Academic Editor: Jan Leen Kloosterman

Copyright © 2009 Tom G. Lewis III and Pavel V. Tsvetkov. This is an open access article distributed under the Creative Commons Attribution License, which permits unrestricted use, distribution, and reproduction in any medium, provided the original work is properly cited.

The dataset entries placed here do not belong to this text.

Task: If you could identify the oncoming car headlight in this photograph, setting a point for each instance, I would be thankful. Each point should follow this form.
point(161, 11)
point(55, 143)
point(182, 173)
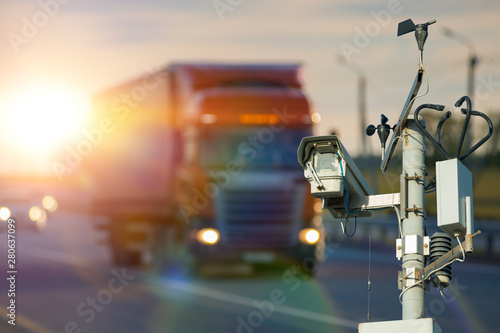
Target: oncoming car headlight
point(4, 213)
point(309, 236)
point(36, 214)
point(207, 236)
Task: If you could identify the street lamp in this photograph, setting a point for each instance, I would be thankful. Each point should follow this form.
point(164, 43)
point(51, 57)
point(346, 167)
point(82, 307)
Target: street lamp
point(472, 62)
point(361, 99)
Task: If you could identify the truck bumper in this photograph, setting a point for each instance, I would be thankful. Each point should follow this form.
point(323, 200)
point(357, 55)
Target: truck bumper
point(218, 253)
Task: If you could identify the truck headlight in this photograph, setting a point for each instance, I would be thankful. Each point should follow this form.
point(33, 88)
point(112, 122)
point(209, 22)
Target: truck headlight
point(208, 236)
point(4, 213)
point(309, 236)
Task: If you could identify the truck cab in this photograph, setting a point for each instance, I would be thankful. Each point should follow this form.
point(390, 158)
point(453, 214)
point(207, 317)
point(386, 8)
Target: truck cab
point(240, 188)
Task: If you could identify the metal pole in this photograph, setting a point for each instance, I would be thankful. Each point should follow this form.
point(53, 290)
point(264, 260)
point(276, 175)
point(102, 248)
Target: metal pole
point(362, 112)
point(470, 90)
point(413, 220)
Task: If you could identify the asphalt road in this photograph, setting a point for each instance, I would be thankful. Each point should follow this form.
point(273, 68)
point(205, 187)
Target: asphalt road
point(64, 283)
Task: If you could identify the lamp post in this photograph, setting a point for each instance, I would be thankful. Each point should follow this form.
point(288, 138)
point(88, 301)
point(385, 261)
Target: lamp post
point(472, 62)
point(361, 100)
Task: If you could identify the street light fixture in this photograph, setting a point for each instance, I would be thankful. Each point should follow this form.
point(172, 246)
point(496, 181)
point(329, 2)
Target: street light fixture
point(361, 99)
point(472, 62)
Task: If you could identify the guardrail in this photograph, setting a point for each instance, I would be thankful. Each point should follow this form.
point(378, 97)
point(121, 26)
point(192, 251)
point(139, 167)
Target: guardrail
point(384, 229)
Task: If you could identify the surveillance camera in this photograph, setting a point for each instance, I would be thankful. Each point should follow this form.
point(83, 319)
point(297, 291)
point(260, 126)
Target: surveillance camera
point(333, 175)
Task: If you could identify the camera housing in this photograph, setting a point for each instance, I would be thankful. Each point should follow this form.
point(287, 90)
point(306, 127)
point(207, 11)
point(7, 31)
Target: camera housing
point(333, 175)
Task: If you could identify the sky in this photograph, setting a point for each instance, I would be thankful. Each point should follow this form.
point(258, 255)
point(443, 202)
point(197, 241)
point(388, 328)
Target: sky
point(77, 48)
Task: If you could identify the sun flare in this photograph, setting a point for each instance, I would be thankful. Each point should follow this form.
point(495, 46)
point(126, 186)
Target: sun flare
point(40, 119)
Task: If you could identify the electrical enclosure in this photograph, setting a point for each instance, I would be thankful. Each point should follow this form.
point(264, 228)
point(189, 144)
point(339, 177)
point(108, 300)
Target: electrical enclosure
point(423, 325)
point(453, 186)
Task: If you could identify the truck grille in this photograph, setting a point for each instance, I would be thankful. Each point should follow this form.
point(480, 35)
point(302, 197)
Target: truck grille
point(257, 219)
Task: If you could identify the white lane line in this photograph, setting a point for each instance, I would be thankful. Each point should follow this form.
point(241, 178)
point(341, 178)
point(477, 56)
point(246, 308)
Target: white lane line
point(250, 302)
point(207, 292)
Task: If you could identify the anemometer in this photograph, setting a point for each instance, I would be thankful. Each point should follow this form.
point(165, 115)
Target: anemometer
point(426, 261)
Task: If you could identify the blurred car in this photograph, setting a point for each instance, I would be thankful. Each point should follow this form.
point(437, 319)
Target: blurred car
point(28, 209)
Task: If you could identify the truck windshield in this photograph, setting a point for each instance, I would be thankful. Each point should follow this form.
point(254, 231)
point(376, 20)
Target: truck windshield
point(252, 147)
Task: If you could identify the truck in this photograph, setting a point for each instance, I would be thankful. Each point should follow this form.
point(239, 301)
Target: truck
point(205, 155)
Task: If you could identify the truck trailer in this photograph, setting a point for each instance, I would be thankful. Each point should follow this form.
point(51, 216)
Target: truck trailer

The current waste management strategy for spent nuclear fuel (SNF) mandated by the US Congress is the disposal of high-level waste (HLW) in a geological repository at Yucca Mountain. Ongoing efforts on closed-fuel cycle options and difficulties in opening and safeguarding such a repository have led to investigations of alternative waste management strategies. One potential strategy for the US fuel cycle would be to make use of fuel loadings containing high concentrations of transuranic (TRU) nuclides in the next-generation reactors. The use of such fuels would not only increase fuel supply but could also potentially facilitate prolonged operation modes (via fertile additives) on a single fuel loading. The idea is to approach autonomous operation on a single fuel loading that would allow marketing power units as nuclear batteries for worldwide deployment. Studies have already shown that high-temperature gas-cooled reactors (HTGRs) and their Generation IV (GEN IV) extensions, very-high-temperature reactors (VHTRs), have encouraging performance characteristics. This paper is focused on possible physics features of TRU-fueled VHTRs. One of the objectives of a 3-year U.S. DOE NERI project was to show that TRU-fueled VHTRs have the possibility of prolonged operation on a single fuel loading. A 3D temperature distribution was developed based on conceivable operation conditions of the 600 MWth VHTR design. Results of extensive criticality and depletion calculations with varying fuel loadings showed that VHTRs are capable for autonomous operation and HLW waste reduction when loaded with TRU fuel.